But “Operation Deepscan” in 1987 served to fuel the fantasies of those who persist in seeking a creature that lurks deep in Loch Ness. Echo-sounder units indicated a large, moving object at a depth of 590 feet near Urquhart Bay.

Darrell Lowrance, whose company, Lowrance Electronics, donated the sonar devices, said: “There’s something here that we don’t understand, and there’s something here that’s larger than a fish, maybe some species that hasn’t been detected before.”


The Bermuda Triangle

Numerous ships and planes have vanished without a trace in a vast triangular swath of Atlantic Ocean loosely bound by Miami, Bermuda and Puerto Rico. (Cue the opening theme for the TV series The Twilight Zone.) Wild theories have accompanied the disappearances, from magnetic anomalies to alien abductions.

One of the disappearances in the so-called Bermuda Triangle involved five Grumman TBM Avenger torpedo bombers — collectively known as Flight 19 — that took off from the Naval Air Station in Fort Lauderdale, Florida, on the afternoon of December 5, 1945. Aboard the Avengers were 14 men.

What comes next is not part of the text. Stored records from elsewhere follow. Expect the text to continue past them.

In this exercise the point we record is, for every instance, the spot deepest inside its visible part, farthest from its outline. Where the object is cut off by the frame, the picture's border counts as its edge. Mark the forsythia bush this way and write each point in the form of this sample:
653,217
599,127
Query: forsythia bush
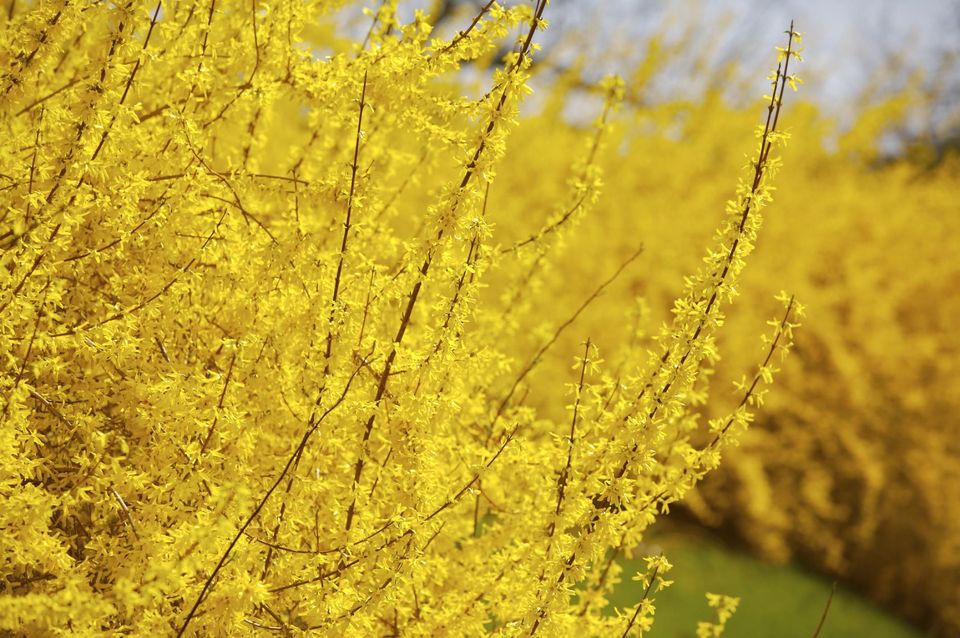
853,463
265,364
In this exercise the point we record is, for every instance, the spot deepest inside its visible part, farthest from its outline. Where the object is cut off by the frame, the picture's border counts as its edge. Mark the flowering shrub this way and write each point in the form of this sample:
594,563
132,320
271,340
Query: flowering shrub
852,464
253,378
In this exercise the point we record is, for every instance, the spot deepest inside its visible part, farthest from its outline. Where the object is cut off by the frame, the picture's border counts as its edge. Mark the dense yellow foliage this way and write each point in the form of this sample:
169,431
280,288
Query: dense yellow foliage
252,378
854,463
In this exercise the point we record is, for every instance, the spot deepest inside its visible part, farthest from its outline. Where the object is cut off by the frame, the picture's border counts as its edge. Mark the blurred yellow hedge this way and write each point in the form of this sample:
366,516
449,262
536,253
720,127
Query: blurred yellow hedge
854,462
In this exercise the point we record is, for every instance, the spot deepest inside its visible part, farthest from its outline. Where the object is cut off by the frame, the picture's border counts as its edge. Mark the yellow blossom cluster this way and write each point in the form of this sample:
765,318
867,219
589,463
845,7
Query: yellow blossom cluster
264,359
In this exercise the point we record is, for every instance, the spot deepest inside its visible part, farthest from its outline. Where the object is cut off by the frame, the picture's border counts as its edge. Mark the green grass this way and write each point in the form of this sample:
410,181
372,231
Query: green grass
780,601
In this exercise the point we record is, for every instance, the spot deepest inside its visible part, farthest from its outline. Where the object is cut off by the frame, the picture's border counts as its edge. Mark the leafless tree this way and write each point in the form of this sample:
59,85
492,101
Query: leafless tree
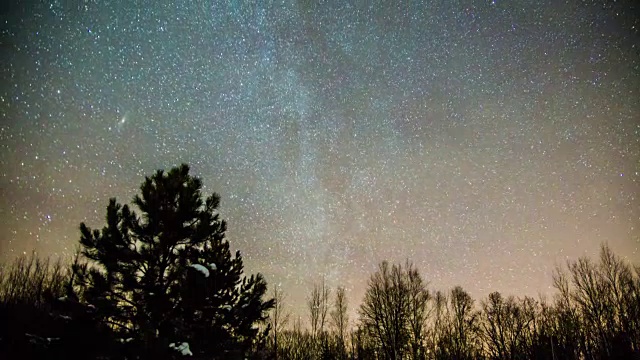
385,311
340,318
418,310
318,304
505,326
279,318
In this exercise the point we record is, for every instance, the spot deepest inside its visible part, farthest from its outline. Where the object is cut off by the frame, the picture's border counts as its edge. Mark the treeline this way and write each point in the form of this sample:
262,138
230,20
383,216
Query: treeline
160,282
594,314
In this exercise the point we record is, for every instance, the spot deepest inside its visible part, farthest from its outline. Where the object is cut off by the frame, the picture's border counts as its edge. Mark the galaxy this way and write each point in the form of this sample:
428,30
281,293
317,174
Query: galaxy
485,141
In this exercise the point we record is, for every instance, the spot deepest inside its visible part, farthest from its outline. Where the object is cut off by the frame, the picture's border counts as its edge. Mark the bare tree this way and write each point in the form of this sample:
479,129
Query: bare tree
318,304
340,318
385,311
458,327
418,310
279,318
505,326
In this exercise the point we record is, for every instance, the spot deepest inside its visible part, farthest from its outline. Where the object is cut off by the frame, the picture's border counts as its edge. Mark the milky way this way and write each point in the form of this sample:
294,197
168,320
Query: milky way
486,141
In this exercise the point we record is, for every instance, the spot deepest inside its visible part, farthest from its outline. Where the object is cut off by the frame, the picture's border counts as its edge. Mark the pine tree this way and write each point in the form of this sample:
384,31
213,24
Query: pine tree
166,280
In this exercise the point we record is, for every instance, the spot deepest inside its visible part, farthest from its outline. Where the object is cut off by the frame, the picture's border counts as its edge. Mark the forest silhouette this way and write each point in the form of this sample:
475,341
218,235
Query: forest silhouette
160,282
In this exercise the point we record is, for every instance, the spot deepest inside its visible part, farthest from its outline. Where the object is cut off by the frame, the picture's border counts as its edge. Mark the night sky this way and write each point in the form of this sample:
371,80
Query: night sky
486,141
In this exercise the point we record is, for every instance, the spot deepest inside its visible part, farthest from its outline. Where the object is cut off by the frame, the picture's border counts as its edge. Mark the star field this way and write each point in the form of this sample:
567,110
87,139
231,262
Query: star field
486,141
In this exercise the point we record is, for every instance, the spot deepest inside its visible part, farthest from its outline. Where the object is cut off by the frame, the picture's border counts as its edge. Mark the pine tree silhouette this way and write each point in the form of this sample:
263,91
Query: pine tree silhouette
167,277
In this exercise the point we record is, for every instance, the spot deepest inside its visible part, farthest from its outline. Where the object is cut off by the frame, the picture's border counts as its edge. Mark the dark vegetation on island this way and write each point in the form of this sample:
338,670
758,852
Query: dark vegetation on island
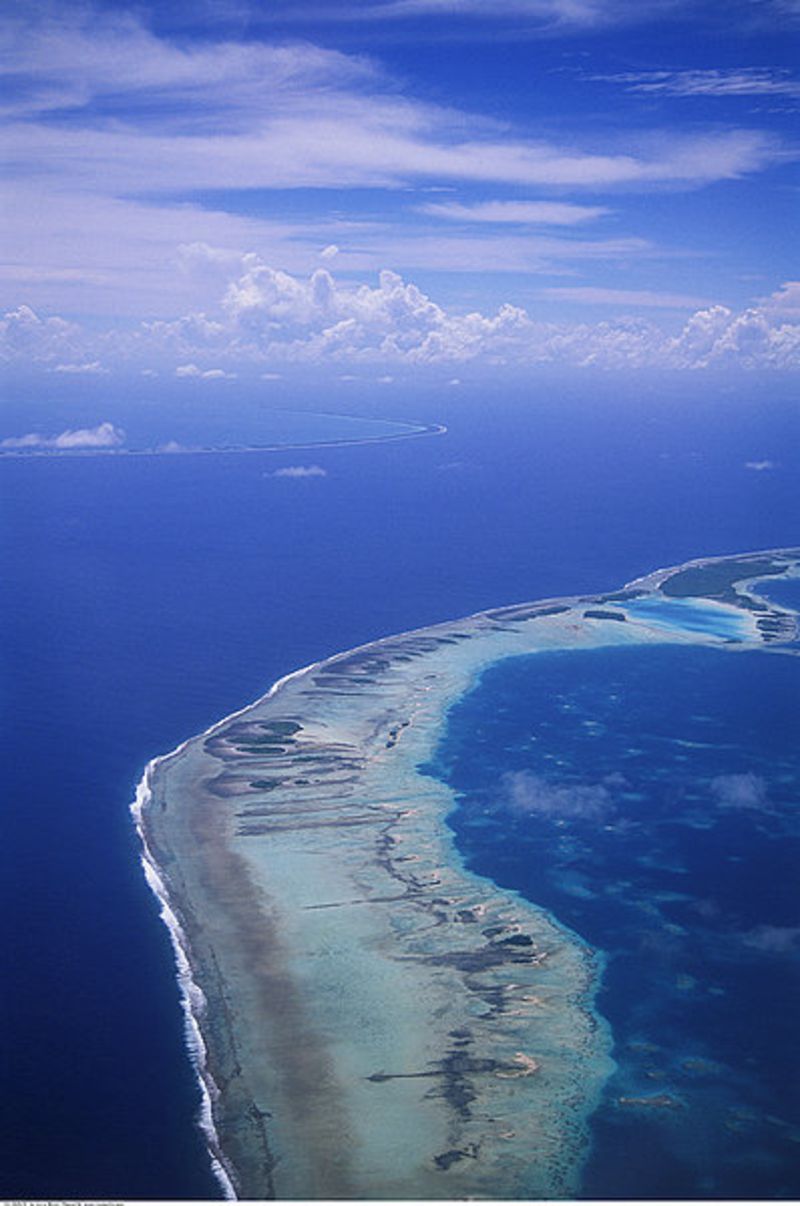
717,579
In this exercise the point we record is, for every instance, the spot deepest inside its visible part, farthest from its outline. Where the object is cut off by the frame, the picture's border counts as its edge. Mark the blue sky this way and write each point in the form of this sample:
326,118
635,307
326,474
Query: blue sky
237,188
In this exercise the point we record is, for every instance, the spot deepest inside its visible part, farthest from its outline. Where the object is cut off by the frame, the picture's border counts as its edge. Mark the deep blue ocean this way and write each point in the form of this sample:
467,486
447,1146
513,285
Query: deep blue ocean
142,599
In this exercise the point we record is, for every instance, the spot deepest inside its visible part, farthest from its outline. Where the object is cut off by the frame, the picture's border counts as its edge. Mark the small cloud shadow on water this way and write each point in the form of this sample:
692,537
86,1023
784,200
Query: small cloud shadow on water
774,940
527,794
739,791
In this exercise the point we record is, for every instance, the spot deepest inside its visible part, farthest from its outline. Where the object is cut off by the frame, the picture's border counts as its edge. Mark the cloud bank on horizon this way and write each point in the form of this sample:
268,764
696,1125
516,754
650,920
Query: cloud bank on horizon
181,185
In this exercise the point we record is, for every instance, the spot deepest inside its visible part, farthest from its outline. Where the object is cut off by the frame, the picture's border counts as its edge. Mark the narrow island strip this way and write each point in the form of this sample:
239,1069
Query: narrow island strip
368,1019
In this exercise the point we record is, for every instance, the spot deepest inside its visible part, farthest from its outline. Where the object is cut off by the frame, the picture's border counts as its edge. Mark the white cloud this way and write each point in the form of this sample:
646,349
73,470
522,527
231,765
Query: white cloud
547,16
192,370
270,318
99,203
784,300
301,470
104,435
525,212
632,298
92,368
713,82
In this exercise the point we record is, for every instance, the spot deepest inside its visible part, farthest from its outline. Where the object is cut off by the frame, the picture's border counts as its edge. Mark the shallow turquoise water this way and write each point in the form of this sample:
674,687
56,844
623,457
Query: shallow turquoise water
648,797
690,615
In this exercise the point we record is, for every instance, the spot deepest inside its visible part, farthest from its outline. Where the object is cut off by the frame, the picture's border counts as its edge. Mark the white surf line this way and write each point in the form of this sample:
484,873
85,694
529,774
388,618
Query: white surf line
191,994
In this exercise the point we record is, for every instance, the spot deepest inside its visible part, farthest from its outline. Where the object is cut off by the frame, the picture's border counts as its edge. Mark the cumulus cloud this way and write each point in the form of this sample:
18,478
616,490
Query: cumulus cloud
739,791
269,318
784,300
530,794
104,435
301,470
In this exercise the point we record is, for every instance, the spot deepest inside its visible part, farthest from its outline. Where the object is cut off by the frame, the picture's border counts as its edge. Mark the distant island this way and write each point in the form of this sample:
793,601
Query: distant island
105,439
367,1017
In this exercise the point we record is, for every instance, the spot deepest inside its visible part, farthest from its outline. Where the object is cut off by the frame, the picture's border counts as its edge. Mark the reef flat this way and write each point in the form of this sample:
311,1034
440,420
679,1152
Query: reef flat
368,1018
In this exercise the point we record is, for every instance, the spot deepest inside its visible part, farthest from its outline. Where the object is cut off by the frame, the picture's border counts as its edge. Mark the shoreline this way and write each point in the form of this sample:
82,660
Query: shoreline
414,432
494,628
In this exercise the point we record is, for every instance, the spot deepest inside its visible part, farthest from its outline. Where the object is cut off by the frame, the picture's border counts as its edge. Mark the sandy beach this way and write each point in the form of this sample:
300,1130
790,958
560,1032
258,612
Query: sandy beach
375,1020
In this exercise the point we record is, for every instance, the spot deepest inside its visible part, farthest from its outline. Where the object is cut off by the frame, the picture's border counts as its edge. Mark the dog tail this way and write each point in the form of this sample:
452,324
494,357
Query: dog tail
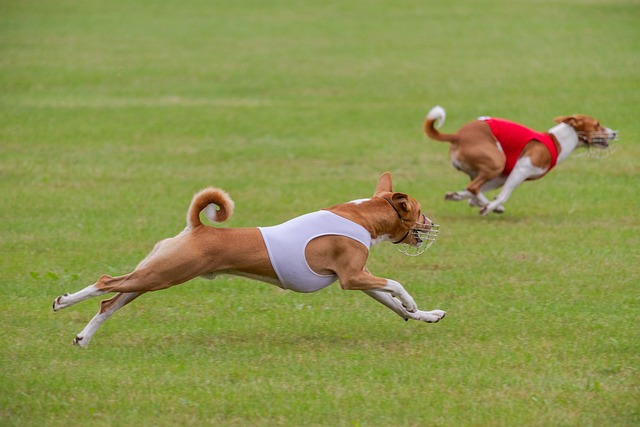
207,200
434,119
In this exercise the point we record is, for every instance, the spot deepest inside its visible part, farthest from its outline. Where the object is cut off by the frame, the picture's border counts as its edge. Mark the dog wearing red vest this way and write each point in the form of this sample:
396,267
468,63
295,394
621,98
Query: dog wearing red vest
499,153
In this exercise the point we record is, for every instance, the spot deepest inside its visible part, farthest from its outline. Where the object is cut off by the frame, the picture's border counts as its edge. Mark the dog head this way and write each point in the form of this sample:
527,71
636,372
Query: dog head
414,232
590,132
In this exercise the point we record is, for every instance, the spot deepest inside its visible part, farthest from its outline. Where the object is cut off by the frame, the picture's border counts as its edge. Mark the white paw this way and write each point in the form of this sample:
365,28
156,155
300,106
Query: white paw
80,342
409,304
60,302
433,316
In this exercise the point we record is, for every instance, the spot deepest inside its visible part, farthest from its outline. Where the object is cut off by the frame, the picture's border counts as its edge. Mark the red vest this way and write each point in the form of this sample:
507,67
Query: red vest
513,137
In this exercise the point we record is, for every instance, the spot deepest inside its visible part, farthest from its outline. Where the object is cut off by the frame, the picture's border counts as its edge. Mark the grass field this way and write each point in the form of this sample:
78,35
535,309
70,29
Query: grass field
112,114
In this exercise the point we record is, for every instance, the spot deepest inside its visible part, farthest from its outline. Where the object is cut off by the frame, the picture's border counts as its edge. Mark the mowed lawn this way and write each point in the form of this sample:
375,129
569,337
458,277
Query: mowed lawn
113,113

It began as a routine combat-training mission, but it ended with the aircraft and crew disappearing over the North Atlantic.

The plot thickened that evening. After the Navy lost radio transmission with Flight 19, two PBM Mariner “flying boats” were scrambled to search for the five planes, but 20 minutes after takeoff, one of the Mariners also vanished. That plane and its 13 crewmen were never recovered.


At the time, the term Bermuda Triangle hadn’t been invented. It was coined by Vincent Gaddis in an article he wrote about Flight 19, which was published by the pulp magazine ­Argosy in 1964.

Other losses in the Bermuda Triangle include USS Cyclops — in 1918, it and its crew of 309 went missing, the largest noncombat loss of life in U.S. Navy history — and in 2015, El Faro, a cargo ship with 33 on board.

While no one can say with 100 percent certainty what happened to these ships and aircraft, the losses were most likely due to human error, violent weather and mechanical failure.

Flight 19 was led by Lt. Charles Taylor, who became convinced that his compass was malfunctioning and ordered the planes to fly in the wrong direction. Worsening weather ­further disoriented the pilots. Taylor’s last radio transmission: “When the first plane drops ­below 10 gallons, we all go down together.”

As for the Mariner seaplane also lost that day, it likely suffered a fire and exploded.